Bersahabat dengan Sampah Plastik

id sampah plastik

Metro, Lampung (ANTARA Lampung) - Plastik adalah istilah umum bagi polimer, yaitu material yang terdiri dari rantai panjang karbon dan elemen-elemen lain yang mudah dibuat menjadi berbagai bentuk dan ukuran.

Dalam kehidupan modern saat ini, plastik dengan beragam bentuk dan kegunaannya adalah komponen penting penopang aktivitas manusia.

Namun ketika plastik menjadi sampah, akan sulit terdegradasi, kalau pun bisa, membutuhkan waktu lama, lebih lama dari hancurnya jenazah yang dikuburkan.

Membiarkan atau mengolah sampah plastik menjadi "benda berharga" adalah pilihan. Manakah yang harus diwariskan bagi pemilik masa depan?

"Tidak lama lagi saya pensiun sebagai guru.

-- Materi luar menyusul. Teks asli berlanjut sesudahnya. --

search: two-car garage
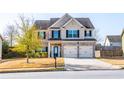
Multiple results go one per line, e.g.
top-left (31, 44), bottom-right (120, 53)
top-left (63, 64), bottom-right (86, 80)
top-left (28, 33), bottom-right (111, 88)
top-left (64, 45), bottom-right (93, 58)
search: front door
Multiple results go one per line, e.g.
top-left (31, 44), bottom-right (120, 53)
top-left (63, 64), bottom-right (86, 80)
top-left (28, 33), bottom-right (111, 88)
top-left (53, 46), bottom-right (58, 57)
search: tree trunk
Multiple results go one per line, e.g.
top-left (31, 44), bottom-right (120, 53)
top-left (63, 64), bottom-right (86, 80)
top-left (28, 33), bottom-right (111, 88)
top-left (27, 52), bottom-right (29, 63)
top-left (26, 46), bottom-right (29, 63)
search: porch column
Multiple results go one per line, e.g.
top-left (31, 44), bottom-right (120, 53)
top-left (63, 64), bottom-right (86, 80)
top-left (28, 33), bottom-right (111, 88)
top-left (48, 42), bottom-right (50, 57)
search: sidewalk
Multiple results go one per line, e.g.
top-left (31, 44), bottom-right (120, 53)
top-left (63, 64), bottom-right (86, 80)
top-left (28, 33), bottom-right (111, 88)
top-left (0, 67), bottom-right (64, 73)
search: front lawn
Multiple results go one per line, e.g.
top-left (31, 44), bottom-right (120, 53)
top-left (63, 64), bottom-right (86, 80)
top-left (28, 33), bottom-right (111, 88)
top-left (0, 58), bottom-right (64, 69)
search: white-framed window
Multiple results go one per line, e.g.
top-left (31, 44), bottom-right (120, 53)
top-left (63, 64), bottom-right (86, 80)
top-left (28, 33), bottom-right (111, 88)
top-left (84, 30), bottom-right (92, 37)
top-left (66, 30), bottom-right (79, 38)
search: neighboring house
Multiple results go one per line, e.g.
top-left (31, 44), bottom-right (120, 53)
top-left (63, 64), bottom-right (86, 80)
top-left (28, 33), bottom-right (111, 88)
top-left (0, 35), bottom-right (3, 60)
top-left (121, 30), bottom-right (124, 55)
top-left (35, 14), bottom-right (96, 58)
top-left (104, 35), bottom-right (121, 47)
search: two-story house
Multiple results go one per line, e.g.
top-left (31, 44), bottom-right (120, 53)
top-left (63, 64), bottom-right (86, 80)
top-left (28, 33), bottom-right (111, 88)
top-left (121, 30), bottom-right (124, 56)
top-left (104, 35), bottom-right (122, 47)
top-left (35, 14), bottom-right (96, 58)
top-left (0, 35), bottom-right (3, 60)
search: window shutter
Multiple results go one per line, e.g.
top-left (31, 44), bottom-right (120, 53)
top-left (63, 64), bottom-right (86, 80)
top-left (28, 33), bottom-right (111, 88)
top-left (52, 30), bottom-right (54, 38)
top-left (38, 32), bottom-right (40, 38)
top-left (89, 30), bottom-right (92, 36)
top-left (46, 47), bottom-right (48, 52)
top-left (77, 30), bottom-right (80, 37)
top-left (59, 30), bottom-right (61, 38)
top-left (66, 30), bottom-right (68, 38)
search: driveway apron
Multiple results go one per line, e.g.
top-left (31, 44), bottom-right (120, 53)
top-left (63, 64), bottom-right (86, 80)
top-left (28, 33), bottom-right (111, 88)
top-left (64, 58), bottom-right (120, 71)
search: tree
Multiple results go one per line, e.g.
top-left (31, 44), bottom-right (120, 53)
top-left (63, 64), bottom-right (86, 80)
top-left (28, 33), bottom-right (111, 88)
top-left (17, 17), bottom-right (41, 63)
top-left (4, 25), bottom-right (17, 47)
top-left (2, 40), bottom-right (9, 58)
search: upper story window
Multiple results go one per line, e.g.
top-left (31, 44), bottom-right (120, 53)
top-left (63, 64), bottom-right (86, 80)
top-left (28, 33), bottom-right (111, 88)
top-left (66, 30), bottom-right (79, 38)
top-left (52, 30), bottom-right (60, 39)
top-left (38, 32), bottom-right (46, 39)
top-left (84, 30), bottom-right (92, 37)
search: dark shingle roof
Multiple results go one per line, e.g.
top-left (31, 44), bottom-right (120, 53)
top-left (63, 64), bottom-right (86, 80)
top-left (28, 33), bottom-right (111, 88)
top-left (35, 20), bottom-right (50, 29)
top-left (35, 14), bottom-right (94, 30)
top-left (107, 35), bottom-right (121, 42)
top-left (75, 18), bottom-right (94, 28)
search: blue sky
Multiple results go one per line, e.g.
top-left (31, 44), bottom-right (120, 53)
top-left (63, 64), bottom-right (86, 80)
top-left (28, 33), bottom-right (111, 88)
top-left (0, 13), bottom-right (124, 43)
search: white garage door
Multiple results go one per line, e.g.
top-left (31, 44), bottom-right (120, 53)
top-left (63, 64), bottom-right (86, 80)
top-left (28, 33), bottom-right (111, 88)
top-left (64, 46), bottom-right (77, 58)
top-left (79, 46), bottom-right (93, 58)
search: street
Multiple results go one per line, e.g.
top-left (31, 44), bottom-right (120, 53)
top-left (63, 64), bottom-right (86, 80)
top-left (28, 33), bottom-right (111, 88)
top-left (0, 70), bottom-right (124, 79)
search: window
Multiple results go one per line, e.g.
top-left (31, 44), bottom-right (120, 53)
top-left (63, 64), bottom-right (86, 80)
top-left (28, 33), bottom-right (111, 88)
top-left (38, 32), bottom-right (46, 39)
top-left (52, 30), bottom-right (60, 39)
top-left (42, 47), bottom-right (48, 52)
top-left (84, 30), bottom-right (92, 37)
top-left (66, 30), bottom-right (79, 38)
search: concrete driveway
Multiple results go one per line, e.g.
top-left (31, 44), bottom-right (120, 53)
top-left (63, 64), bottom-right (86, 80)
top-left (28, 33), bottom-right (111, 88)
top-left (64, 58), bottom-right (121, 71)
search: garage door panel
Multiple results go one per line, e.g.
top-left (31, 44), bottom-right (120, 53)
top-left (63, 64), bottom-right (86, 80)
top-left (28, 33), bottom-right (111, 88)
top-left (79, 46), bottom-right (93, 58)
top-left (64, 46), bottom-right (77, 58)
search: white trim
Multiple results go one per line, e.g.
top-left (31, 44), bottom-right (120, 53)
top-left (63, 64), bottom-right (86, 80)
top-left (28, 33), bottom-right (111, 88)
top-left (63, 18), bottom-right (86, 28)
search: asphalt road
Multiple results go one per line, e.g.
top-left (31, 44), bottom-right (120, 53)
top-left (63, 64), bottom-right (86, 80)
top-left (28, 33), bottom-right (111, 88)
top-left (0, 70), bottom-right (124, 79)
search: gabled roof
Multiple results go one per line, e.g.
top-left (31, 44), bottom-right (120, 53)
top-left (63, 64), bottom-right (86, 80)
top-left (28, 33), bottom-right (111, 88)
top-left (35, 13), bottom-right (94, 30)
top-left (107, 35), bottom-right (121, 42)
top-left (35, 20), bottom-right (50, 29)
top-left (50, 13), bottom-right (72, 27)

Tapi Insya Allah, saya tidak akan pensiun bersahabat dengan sampah plastik," ujar Basirah, pengajar SDN 1 Metro Selatan di Kota Metro, Minggu (23/11).

Perempuan kelahiran Kota Metro tahun 1957 yang tinggal di Kelurahan Rejomulyo Kecamatan Metro Selatan itu, mengaku belum lama memanfaatkan waktu luang dengan membuat tas, dompet, tempat tisu, tempat pensil, dan vas bunga menggunakan bungkus deterjen, biskuit hingga minuman instan yang terbuat dari plastik.

"Di Lampung memang belum ada industri besar yang mengolah sampah plastik," ujar Direktur Eksekutif Wahana Lingkungan Hidup Indonesia (Walhi) Daerah Lampung Bejoe Dewangga.

Lampung adalah sebuah provinsi paling selatan di Pulau Sumatera. Daerah yang di sebelah utara berbatasan dengan Bengkulu dan Sumatera Selatan tersebut memiliki 15 kabupaten/kota dengan luas 35.376 km persegi. Ibu kota provinsi ini adlah Kota Bandarlampung.

"Kota Bandarlampung memiliki luas areal mencapai 197,22 km persegi, dan populasi penduduk 1.251.642 jiwa, jika dikalkulasikan per hari jumlah sampah yang terkumpul mencapai 800 ton," ujar Bejoe lagi.

Karena itu, Bejoe menambahkan, lembaga swadaya masyarakat Mitra Bentala bersama Walhi Lampung mendukung dan mendorong adanya bank sampah untuk pengelolaan sampah terutama di kawasan pesisir Kota Bandarlampung.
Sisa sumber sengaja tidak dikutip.